Well this is refreshing to see, especially in light of the fact that neighboring Oklahoma is now denying carry licenses to holders of medical marijuana cards. On Tuesday a new law took effect in Arkansas that’s designed to protect the Second Amendment rights of medical marijuana patients, both by stating that holders of medical marijuana cards are not presumed to be a habitual user of a controlled substance and blocking the state health department from disclosing the status of medical marijuana licensees to the state police for use in determining whether a concealed carry license should be granted.
The original bill’s sponsor says that it is in accordance with the 2016 amendment (Amendment 98) that legalized medical marijuana in Arkansas.
“Amendment 98 had language that said no patient’s right or privilege should be infringed upon on the basis of having medical marijuana. However, this wasn’t extended to concealed carry holders,” said State Representative Aaron Pilkington (R) of District 45.
“There was an issue and a concern about what the federal law said. But now federal law says that gun rights should not be restricted based on patient status,” Pilkington said, “and so no other prescriptions whether it be opioids or others, prohibits somebody from having a concealed carry license.”
With all due respect to Rep. Pilkington, there’s been no change at the federal level. Cannabis is still a Schedule 1 drug according to DEA classification, and while the federal government has taken a mostly hands-off approach to arresting and charging individuals with possessing the drug (at least in small amounts) in states that have legalized or decriminalized its use, Joe Biden’s Justice Department still maintains that any user of marijuana is an “unlawful” user of drugs who have no Second Amendment rights whatsoever.
The law now in effect in Arkansas has no bearing on federal law, and even cannabis users with a medical marijuana card could theoretically face federal charges if they were found in possession of a bowl and a Browning (or ganja and a Glock, reefer and a Remington, or the devil’s lettuce and a Daniel Defense rifle). The underlying conflict between federal drug laws and our Second Amendment rights is still very much unresolved, but at least medical marijuana patients in Arkansas no longer have to worry about having their concealed carry licenses revoked because they use cannabis to help them deal with their health issues; a very big step in the right direction.
There’s a bill introduced in the U.S. House of Representatives that could go a long way towards ending this conflict, though so far it hasn’t gained much traction. The Gun Rights and Marijuana Act wouldn’t change the federal classification of cannabis, but it would exempt from the prohibition “an adult whose use of or addiction to marijuana is lawful in the state or on the tribal lands where the person resides”.

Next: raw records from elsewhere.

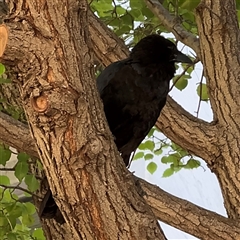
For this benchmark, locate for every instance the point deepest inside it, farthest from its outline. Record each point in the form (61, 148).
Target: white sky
(198, 186)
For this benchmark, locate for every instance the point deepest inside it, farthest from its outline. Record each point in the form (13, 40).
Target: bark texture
(48, 53)
(53, 66)
(220, 50)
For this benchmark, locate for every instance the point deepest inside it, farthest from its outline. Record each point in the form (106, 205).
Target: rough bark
(220, 50)
(87, 177)
(166, 207)
(219, 38)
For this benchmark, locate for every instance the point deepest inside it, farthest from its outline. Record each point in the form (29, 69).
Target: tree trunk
(220, 50)
(49, 55)
(53, 62)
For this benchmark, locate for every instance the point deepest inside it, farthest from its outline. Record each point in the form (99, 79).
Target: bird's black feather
(133, 92)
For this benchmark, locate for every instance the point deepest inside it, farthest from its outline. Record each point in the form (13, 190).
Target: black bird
(134, 90)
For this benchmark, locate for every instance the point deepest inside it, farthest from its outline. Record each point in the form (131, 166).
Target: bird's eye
(171, 47)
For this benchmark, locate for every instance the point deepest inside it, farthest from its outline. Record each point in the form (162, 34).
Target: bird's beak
(180, 57)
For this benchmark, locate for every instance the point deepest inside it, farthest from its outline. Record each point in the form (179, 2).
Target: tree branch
(189, 132)
(189, 217)
(156, 197)
(17, 135)
(199, 134)
(174, 26)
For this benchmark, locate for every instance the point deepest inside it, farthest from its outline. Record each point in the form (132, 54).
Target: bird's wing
(108, 74)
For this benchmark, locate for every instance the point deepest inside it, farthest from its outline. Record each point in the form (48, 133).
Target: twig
(200, 95)
(19, 188)
(173, 25)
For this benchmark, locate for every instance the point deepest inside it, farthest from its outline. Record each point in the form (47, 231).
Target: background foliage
(131, 20)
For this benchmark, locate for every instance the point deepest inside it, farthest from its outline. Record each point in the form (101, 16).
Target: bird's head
(155, 49)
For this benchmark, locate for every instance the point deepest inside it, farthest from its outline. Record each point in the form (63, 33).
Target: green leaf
(138, 155)
(31, 182)
(190, 5)
(23, 157)
(172, 158)
(149, 145)
(30, 208)
(148, 156)
(192, 163)
(182, 152)
(158, 151)
(27, 219)
(202, 91)
(5, 155)
(21, 170)
(146, 12)
(168, 172)
(4, 180)
(150, 134)
(152, 167)
(127, 20)
(17, 210)
(181, 83)
(12, 236)
(2, 69)
(136, 4)
(38, 234)
(5, 80)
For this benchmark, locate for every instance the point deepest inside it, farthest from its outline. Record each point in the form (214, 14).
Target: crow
(134, 90)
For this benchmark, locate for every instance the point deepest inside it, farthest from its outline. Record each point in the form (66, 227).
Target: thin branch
(187, 216)
(200, 93)
(183, 72)
(174, 26)
(17, 135)
(7, 169)
(19, 188)
(109, 48)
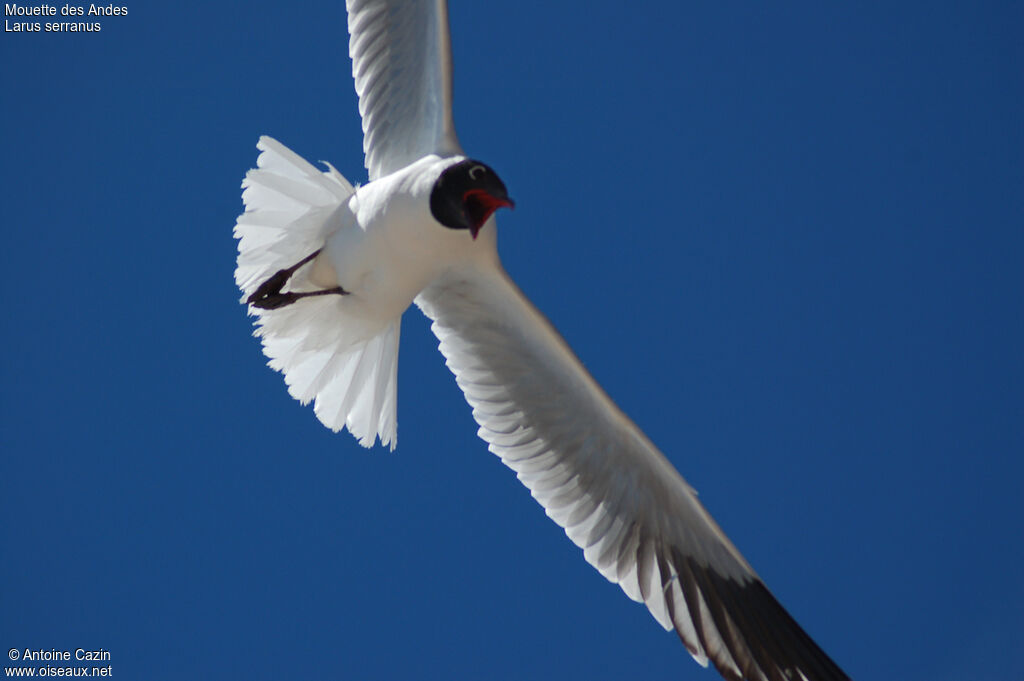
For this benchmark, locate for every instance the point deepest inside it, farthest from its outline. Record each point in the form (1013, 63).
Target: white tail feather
(330, 353)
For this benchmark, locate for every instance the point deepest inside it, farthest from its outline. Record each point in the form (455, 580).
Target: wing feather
(401, 65)
(598, 476)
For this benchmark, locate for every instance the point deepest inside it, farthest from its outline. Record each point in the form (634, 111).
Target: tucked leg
(269, 295)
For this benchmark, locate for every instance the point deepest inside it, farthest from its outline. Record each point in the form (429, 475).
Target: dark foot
(269, 296)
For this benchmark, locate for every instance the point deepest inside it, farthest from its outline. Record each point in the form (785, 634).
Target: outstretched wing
(401, 62)
(598, 476)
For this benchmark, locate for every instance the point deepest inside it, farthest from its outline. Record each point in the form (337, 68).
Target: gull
(329, 268)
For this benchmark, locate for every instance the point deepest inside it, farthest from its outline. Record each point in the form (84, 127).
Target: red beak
(480, 206)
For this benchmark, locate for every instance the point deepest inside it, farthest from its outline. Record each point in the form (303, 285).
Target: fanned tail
(343, 362)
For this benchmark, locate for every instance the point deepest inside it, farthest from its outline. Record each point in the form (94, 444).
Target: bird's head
(467, 194)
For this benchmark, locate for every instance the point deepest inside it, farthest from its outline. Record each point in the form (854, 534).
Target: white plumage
(595, 473)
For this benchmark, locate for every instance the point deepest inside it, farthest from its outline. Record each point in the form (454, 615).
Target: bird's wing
(401, 62)
(598, 476)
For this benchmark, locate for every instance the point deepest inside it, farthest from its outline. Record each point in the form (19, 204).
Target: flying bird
(328, 270)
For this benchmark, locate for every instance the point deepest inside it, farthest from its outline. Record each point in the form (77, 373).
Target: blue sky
(786, 240)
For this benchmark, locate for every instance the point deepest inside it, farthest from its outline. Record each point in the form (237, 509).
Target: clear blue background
(787, 240)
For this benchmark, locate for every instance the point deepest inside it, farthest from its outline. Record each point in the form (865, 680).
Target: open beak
(481, 206)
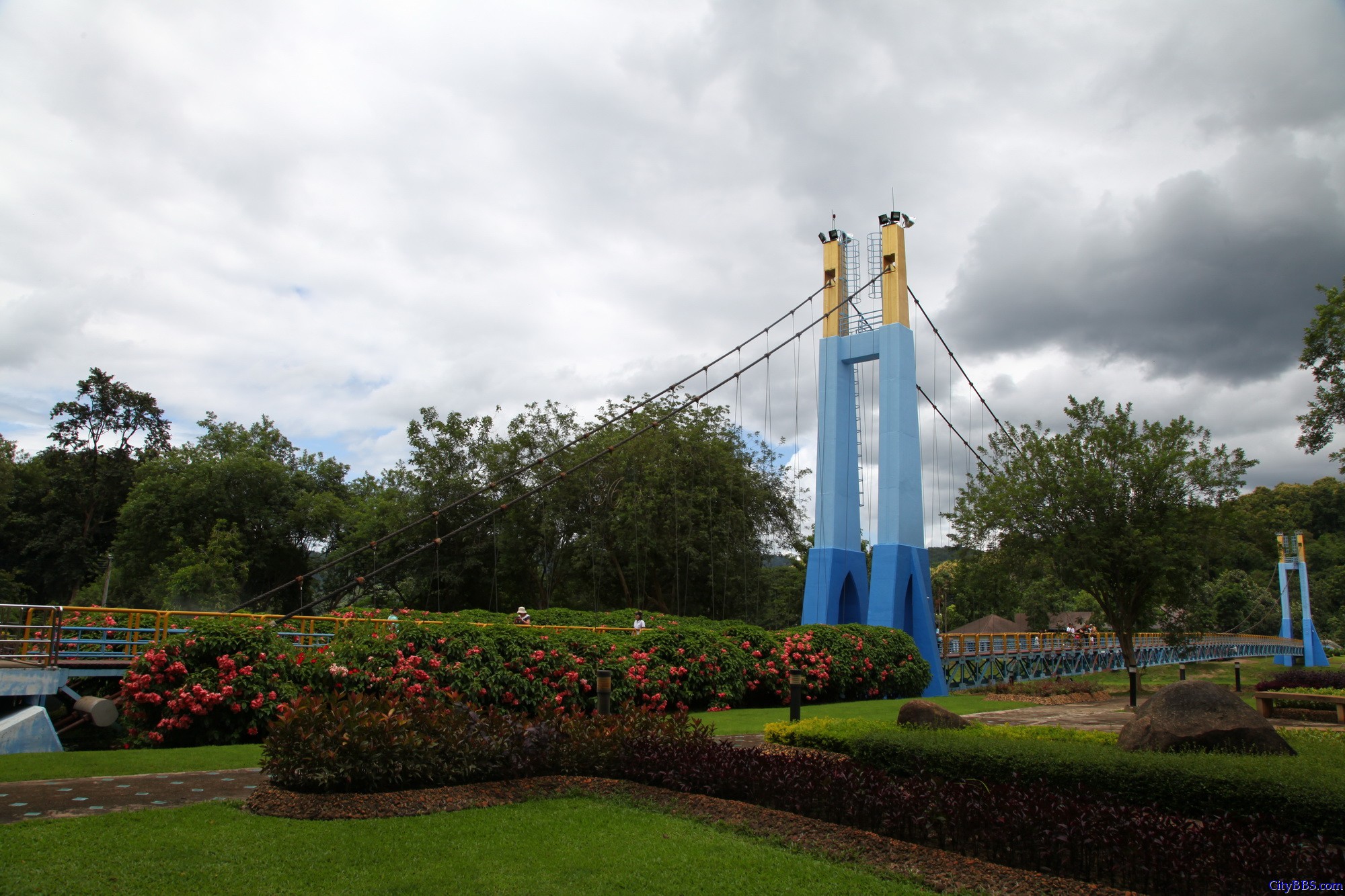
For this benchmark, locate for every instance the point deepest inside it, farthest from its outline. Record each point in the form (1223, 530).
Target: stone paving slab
(77, 797)
(1109, 715)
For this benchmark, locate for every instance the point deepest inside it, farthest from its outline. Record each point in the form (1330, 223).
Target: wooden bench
(1266, 701)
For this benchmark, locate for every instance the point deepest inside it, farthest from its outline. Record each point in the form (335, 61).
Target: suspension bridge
(898, 425)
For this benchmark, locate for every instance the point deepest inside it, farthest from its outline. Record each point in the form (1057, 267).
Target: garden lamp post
(605, 692)
(796, 693)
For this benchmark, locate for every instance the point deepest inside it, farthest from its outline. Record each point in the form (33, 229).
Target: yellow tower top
(835, 286)
(896, 309)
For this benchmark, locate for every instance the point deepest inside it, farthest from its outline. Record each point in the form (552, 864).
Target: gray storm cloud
(1213, 274)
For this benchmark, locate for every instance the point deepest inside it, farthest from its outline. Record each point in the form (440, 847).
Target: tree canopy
(1324, 354)
(1121, 509)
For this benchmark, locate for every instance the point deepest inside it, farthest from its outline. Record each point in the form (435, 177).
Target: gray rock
(922, 712)
(1196, 715)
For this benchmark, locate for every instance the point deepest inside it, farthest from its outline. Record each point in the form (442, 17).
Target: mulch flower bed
(935, 868)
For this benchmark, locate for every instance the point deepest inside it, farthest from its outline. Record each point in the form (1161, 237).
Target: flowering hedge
(227, 678)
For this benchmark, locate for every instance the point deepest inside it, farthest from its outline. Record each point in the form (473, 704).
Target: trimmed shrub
(1073, 830)
(219, 685)
(360, 743)
(1186, 783)
(357, 743)
(1296, 678)
(181, 697)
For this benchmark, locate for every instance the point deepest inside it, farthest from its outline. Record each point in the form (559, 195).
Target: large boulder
(1196, 715)
(922, 712)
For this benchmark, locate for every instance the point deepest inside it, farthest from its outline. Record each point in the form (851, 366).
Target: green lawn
(127, 762)
(566, 846)
(1221, 673)
(753, 721)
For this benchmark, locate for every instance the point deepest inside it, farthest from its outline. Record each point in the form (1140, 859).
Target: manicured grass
(127, 762)
(753, 721)
(555, 846)
(1222, 673)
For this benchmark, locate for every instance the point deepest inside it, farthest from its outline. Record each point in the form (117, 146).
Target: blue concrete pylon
(1313, 651)
(839, 587)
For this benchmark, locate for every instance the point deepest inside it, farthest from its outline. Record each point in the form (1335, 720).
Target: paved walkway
(1109, 715)
(76, 797)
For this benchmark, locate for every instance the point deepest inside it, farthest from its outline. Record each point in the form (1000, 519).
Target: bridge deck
(102, 641)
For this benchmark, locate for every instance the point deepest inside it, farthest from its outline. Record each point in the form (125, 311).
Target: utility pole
(107, 580)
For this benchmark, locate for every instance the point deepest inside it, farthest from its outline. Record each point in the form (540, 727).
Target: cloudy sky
(336, 214)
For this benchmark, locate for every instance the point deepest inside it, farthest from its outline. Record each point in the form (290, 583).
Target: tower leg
(902, 598)
(1313, 651)
(1286, 624)
(836, 589)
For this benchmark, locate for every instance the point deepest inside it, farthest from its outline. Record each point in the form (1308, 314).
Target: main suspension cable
(539, 462)
(980, 459)
(576, 467)
(987, 404)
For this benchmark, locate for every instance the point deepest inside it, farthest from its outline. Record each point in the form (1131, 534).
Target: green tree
(1324, 354)
(241, 497)
(1121, 509)
(683, 518)
(13, 589)
(210, 576)
(67, 498)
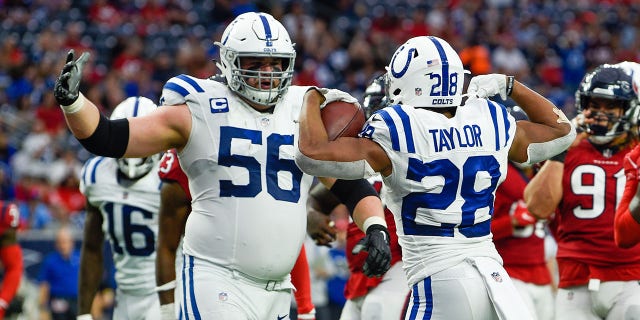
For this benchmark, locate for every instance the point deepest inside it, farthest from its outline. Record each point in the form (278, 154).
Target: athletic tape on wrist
(373, 220)
(510, 81)
(75, 106)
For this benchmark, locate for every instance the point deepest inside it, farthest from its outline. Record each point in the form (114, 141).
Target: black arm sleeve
(350, 192)
(110, 139)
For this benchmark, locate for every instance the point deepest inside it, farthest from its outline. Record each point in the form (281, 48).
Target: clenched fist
(67, 87)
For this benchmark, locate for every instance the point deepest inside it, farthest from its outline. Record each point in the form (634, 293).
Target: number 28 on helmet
(426, 72)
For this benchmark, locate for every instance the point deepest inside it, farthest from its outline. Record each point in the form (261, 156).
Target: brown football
(342, 119)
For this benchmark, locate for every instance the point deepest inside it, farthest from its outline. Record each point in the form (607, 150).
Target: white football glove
(488, 85)
(331, 95)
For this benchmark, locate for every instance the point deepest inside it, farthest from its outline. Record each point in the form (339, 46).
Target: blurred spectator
(50, 114)
(36, 153)
(507, 58)
(30, 195)
(476, 57)
(321, 270)
(58, 278)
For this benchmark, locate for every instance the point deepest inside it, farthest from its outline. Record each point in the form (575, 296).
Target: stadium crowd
(137, 46)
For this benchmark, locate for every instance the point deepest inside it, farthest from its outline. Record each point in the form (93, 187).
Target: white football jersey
(130, 220)
(249, 197)
(445, 174)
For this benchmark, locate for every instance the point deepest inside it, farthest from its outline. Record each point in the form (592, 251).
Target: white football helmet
(426, 72)
(254, 34)
(135, 168)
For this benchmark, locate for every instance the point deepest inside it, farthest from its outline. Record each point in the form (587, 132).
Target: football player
(236, 143)
(580, 190)
(441, 163)
(367, 297)
(123, 196)
(520, 240)
(175, 206)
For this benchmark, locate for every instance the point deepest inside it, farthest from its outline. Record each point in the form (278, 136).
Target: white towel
(503, 293)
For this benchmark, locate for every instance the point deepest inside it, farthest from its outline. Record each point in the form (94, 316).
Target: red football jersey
(358, 284)
(592, 188)
(170, 170)
(9, 216)
(522, 249)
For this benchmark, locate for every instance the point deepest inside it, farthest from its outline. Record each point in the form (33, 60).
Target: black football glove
(67, 87)
(376, 242)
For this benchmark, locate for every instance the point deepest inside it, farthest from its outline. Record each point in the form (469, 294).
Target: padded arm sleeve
(110, 139)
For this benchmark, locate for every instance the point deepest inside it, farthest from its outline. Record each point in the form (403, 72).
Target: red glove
(521, 216)
(631, 164)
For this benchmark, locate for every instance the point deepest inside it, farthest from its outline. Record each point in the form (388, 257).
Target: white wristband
(167, 311)
(373, 220)
(75, 106)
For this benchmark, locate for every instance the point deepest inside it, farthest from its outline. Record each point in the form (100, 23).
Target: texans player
(580, 190)
(10, 254)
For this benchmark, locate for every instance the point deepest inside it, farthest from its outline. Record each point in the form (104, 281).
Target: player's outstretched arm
(626, 232)
(161, 130)
(91, 260)
(548, 131)
(344, 158)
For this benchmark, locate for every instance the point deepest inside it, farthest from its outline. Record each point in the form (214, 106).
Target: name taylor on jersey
(451, 138)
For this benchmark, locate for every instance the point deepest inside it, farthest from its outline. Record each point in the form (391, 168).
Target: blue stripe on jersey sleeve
(494, 117)
(190, 81)
(406, 125)
(393, 131)
(507, 124)
(85, 170)
(180, 89)
(174, 87)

The GRAM Act was first introduced by the late Rep. Don Young of Alaska several years ago, and was re-introduced by Florida congressman Brian Mast earlier this year. To date, however, only two other congresscritters have signed on as co-sponsors to H.R. 2772; Nevada’s Mark Amodei and Ohio’s David Joyce, both Republicans. This year’s version was introduced on April 20th (a little too cute to drop the bill on 4/20 in my opinion) but has since languished in the House Judiciary Committee with nary a hearing in sight. Now that Arkansas’ law is officially in effect it makes sense for the state’s congressional delegation to sign on, but whether or not that actually happens remains to be seen. For the most part, Republicans in Washington, D.C. don’t want to do anything to relax drug laws, while Democrats don’t want to lift a finger to make life easier for gun owners. That’s led to a bipartisan roadblock for what I would consider to be real common sense reform on the issue, and sadly, I doubt that Arkansas’ new law will move the needle in Washington, D.C. even as it provides some layer of protection for gun owners in the Natural State going forward.